While community feedback from meetings in May showed strong support for rebuilding Lahaina’s King Kamehameha III campus in its original Front Street location, Department of Education officials are now saying that won’t be possible.
“In reviewing the options and taking in the community feedback, the department has come to the conclusion that the original site is not feasible due to factors beyond our control, including the parcel being too small for rebuilding, the discovery of iwi kūpuna, development constraints such as the shoreline setback, and the height regulations," said Rebecca Winkie, DOE Complex Area Superintendent, to Lahaina residents.
A permanent site for Lahaina’s King Kamehameha III campus has not yet been found. Winkie said the department is "continuing to look at options and to do their due diligence," while the temporary campus continues to serve students.

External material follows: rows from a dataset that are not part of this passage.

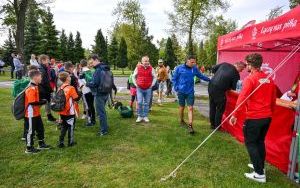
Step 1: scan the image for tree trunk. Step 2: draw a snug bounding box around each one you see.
[14,0,28,54]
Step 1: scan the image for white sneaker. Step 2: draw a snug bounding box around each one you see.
[135,116,143,123]
[144,117,150,123]
[244,172,266,183]
[81,114,86,119]
[248,163,266,174]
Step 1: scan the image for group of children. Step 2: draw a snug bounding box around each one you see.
[23,57,96,153]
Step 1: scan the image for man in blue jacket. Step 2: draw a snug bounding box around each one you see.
[86,54,113,136]
[172,55,210,134]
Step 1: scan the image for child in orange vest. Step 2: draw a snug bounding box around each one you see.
[58,72,80,148]
[24,70,50,154]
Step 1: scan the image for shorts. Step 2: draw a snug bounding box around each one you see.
[158,81,167,92]
[177,93,195,106]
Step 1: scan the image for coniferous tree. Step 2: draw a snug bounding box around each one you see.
[108,36,119,70]
[41,8,59,58]
[165,37,176,69]
[93,29,107,62]
[118,37,128,74]
[58,30,68,61]
[67,33,75,63]
[74,31,84,63]
[24,6,41,63]
[1,30,16,65]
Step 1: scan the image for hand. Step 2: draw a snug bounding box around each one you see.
[229,116,237,126]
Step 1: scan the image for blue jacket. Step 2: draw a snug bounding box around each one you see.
[86,63,110,96]
[172,64,210,94]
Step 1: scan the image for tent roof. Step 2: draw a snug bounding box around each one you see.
[218,5,300,51]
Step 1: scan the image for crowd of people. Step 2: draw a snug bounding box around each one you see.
[7,49,298,182]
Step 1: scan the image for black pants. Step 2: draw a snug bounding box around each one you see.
[83,92,96,123]
[59,115,75,144]
[243,118,271,175]
[24,116,45,148]
[10,66,15,79]
[209,94,226,129]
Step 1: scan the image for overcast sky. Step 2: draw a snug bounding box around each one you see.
[0,0,289,48]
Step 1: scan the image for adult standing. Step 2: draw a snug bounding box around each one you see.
[172,55,210,134]
[132,56,156,123]
[156,59,168,104]
[208,62,246,129]
[39,54,56,121]
[13,54,24,80]
[86,54,114,136]
[29,54,39,67]
[9,53,16,79]
[230,53,276,183]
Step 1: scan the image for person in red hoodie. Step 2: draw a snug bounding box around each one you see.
[230,53,276,183]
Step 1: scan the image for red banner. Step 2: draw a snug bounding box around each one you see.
[222,92,295,173]
[218,6,300,51]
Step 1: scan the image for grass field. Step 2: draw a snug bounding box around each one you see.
[0,89,296,188]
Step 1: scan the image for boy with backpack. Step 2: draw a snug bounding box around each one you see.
[79,59,96,126]
[56,72,80,148]
[24,70,50,153]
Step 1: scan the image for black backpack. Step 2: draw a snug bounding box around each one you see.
[98,70,114,94]
[11,86,29,120]
[50,85,69,112]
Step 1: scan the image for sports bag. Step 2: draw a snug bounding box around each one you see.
[50,85,69,112]
[11,86,29,120]
[98,70,114,94]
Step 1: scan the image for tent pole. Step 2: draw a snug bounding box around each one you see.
[287,83,300,180]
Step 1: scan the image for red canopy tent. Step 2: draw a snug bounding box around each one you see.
[217,6,300,172]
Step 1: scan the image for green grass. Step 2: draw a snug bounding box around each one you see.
[0,89,295,188]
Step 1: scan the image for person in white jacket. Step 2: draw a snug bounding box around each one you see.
[78,59,96,126]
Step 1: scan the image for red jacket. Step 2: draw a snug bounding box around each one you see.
[136,65,153,89]
[234,71,276,119]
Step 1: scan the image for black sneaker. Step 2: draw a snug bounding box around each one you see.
[188,125,195,134]
[85,123,95,127]
[57,143,65,148]
[37,143,51,150]
[68,142,77,147]
[47,114,56,122]
[25,147,40,154]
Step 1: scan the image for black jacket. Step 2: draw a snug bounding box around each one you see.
[39,64,53,101]
[208,63,240,94]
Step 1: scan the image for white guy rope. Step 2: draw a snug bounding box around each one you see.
[160,42,300,181]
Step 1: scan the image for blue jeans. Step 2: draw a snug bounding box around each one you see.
[137,88,152,117]
[95,94,108,133]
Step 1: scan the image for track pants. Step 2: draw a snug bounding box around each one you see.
[243,118,271,175]
[83,92,96,123]
[59,115,75,144]
[24,116,45,148]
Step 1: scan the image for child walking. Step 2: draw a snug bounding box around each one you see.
[58,72,80,148]
[24,70,50,154]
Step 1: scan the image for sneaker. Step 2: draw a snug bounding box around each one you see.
[68,142,77,147]
[248,163,266,174]
[47,114,56,122]
[81,114,86,119]
[188,125,195,134]
[135,116,143,123]
[85,123,95,127]
[244,172,266,183]
[37,143,51,150]
[180,120,188,129]
[57,143,65,148]
[144,117,150,123]
[25,147,40,154]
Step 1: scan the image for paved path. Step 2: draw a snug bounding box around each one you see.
[0,77,209,117]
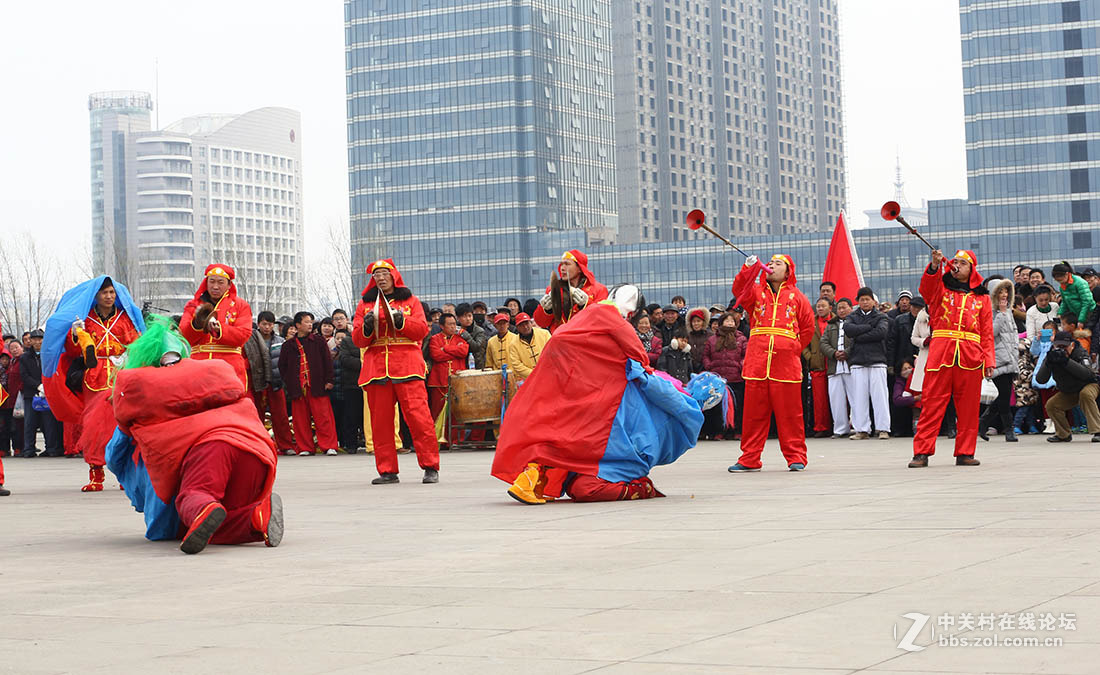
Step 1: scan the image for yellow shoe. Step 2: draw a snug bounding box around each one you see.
[508,464,547,506]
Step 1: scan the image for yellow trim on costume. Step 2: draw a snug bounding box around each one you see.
[191,344,241,354]
[749,325,799,340]
[932,329,981,343]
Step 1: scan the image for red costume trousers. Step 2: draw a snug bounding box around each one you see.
[251,387,294,450]
[176,441,270,544]
[363,379,439,474]
[565,474,664,501]
[913,366,983,457]
[810,370,833,431]
[290,394,340,453]
[738,379,806,468]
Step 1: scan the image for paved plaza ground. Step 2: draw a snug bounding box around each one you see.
[0,436,1100,675]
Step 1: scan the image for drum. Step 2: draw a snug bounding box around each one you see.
[450,369,516,424]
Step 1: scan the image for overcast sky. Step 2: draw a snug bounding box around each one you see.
[0,0,966,269]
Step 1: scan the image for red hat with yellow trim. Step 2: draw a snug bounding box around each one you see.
[363,258,405,296]
[952,248,983,288]
[771,253,799,284]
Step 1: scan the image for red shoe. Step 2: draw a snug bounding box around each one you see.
[252,493,283,549]
[80,466,103,493]
[179,501,226,554]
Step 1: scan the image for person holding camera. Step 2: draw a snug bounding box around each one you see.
[1035,331,1100,443]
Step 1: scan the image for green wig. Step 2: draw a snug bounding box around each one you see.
[122,314,191,368]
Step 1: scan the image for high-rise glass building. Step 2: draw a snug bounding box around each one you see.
[89,92,304,314]
[344,0,618,299]
[613,0,845,242]
[950,0,1100,265]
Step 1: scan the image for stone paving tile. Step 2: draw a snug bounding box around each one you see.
[0,436,1100,675]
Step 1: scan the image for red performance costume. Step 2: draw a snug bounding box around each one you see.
[179,264,252,388]
[532,250,607,333]
[112,358,282,553]
[729,255,814,472]
[351,259,439,484]
[910,251,996,466]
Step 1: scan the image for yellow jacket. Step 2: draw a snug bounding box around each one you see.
[485,333,519,370]
[508,328,550,380]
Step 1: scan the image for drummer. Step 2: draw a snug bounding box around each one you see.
[485,312,519,372]
[428,313,470,442]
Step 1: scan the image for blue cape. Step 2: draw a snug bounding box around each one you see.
[42,274,145,377]
[107,429,179,541]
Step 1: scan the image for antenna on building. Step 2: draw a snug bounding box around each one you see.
[894,150,909,208]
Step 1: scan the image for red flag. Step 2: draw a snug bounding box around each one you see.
[822,211,864,302]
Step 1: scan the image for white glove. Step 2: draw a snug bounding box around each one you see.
[569,286,589,307]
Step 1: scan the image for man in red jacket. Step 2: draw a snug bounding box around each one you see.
[909,250,997,468]
[351,258,439,485]
[179,263,252,389]
[729,254,814,473]
[428,313,470,443]
[278,312,340,456]
[535,250,607,333]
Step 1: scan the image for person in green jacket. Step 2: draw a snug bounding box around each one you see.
[1052,261,1097,324]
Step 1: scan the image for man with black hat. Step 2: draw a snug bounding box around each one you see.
[1035,331,1100,443]
[19,329,65,457]
[887,288,913,321]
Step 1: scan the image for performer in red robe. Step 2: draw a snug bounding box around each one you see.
[909,251,997,468]
[110,338,283,553]
[493,285,703,505]
[42,276,145,493]
[351,258,439,485]
[534,250,607,333]
[179,263,252,388]
[729,254,814,473]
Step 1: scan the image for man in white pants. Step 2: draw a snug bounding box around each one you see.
[844,286,890,441]
[821,298,851,439]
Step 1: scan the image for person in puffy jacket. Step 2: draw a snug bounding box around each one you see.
[978,279,1020,443]
[703,312,749,433]
[634,314,661,367]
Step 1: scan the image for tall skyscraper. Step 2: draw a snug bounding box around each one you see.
[344,0,618,300]
[88,91,153,280]
[954,0,1100,258]
[613,0,846,243]
[89,95,304,313]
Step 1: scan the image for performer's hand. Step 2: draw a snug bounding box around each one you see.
[569,286,589,307]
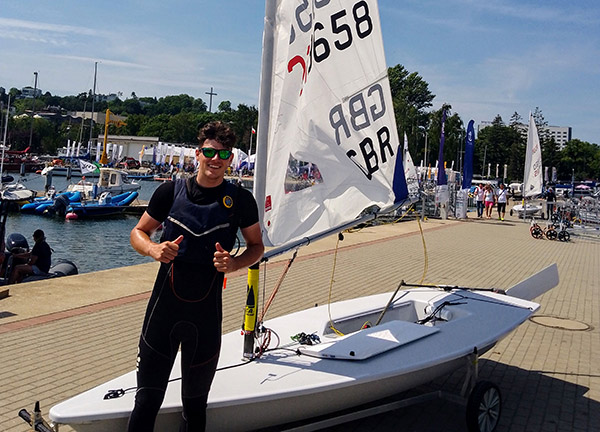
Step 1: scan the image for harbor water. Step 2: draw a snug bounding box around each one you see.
[6,174,161,273]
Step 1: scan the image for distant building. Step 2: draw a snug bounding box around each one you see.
[477,121,573,150]
[67,111,127,126]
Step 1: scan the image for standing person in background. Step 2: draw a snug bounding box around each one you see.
[546,188,556,219]
[129,122,264,432]
[483,184,496,219]
[474,183,485,219]
[496,183,508,220]
[8,229,52,284]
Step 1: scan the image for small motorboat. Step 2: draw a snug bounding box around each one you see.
[21,192,81,215]
[0,233,78,285]
[67,168,141,199]
[65,191,138,220]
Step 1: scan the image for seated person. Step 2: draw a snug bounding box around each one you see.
[8,229,52,284]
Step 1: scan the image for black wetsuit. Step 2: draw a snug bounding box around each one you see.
[129,179,258,432]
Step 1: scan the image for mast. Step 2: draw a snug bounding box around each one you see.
[99,108,114,165]
[29,72,37,147]
[0,93,10,181]
[243,0,277,360]
[84,62,98,148]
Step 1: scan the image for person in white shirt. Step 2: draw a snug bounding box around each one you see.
[496,183,508,220]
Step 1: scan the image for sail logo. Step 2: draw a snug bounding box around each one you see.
[287,0,374,96]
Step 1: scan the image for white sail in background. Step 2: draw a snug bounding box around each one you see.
[403,133,419,196]
[523,113,542,197]
[255,0,406,245]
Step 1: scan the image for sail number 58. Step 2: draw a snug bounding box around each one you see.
[313,0,373,63]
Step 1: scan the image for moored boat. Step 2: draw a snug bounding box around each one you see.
[67,168,141,199]
[65,191,138,220]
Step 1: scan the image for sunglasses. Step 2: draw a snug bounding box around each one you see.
[200,147,232,160]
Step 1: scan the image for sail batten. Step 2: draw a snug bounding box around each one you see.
[255,0,407,246]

New elementary school sites require at least 12 acres to develop on, while the original property is about 5 acres.
In addition to a large amount of iwi kūpuna, or human ancestral remains, found during debris removal on the property, officials say environmental requirements — such as including shoreline setbacks and tsunami inundation zones — also make rebuilding on the site unfeasible.
Keʻeaumoku Kapu, head of Nā ʻAikāne o Maui Cultural Center of Lahaina, said his organization worked with ʻAha Moku O Maui and Nā Kūpuna ʻO Lahaina to initiate placing a burial crypt on the former school site.
He described the area as the sacred royal compound of Kamehameha's dynasty. Kapu said there are 14 flex burials still in place where the burial crypt is.
"The area where we put the burial crypt is the actual location of where the Hale Kamani was ... The sacred Chiefess Keōpūolani, when she passed, her iwi, or her crypt, was placed there temporarily until the mausoleum was complete on Moku‘ula," Kapu said.
In a DOE survey of residents in the spring, more than half of respondents did not support building a permanent school near the current King Kamehameha III temporary campus at Pulelehua, while nearly 75% did not support a proposed Kāʻanapali site.
Winkie says the department was recently made aware of a possible fourth school site near Lahaina Town. Details cannot yet be disclosed, she said, but a community meeting with more information will be planned.
In the meantime, the DOE is in the process of returning the original school land to the state Department of Land and Natural Resources and the County of Maui.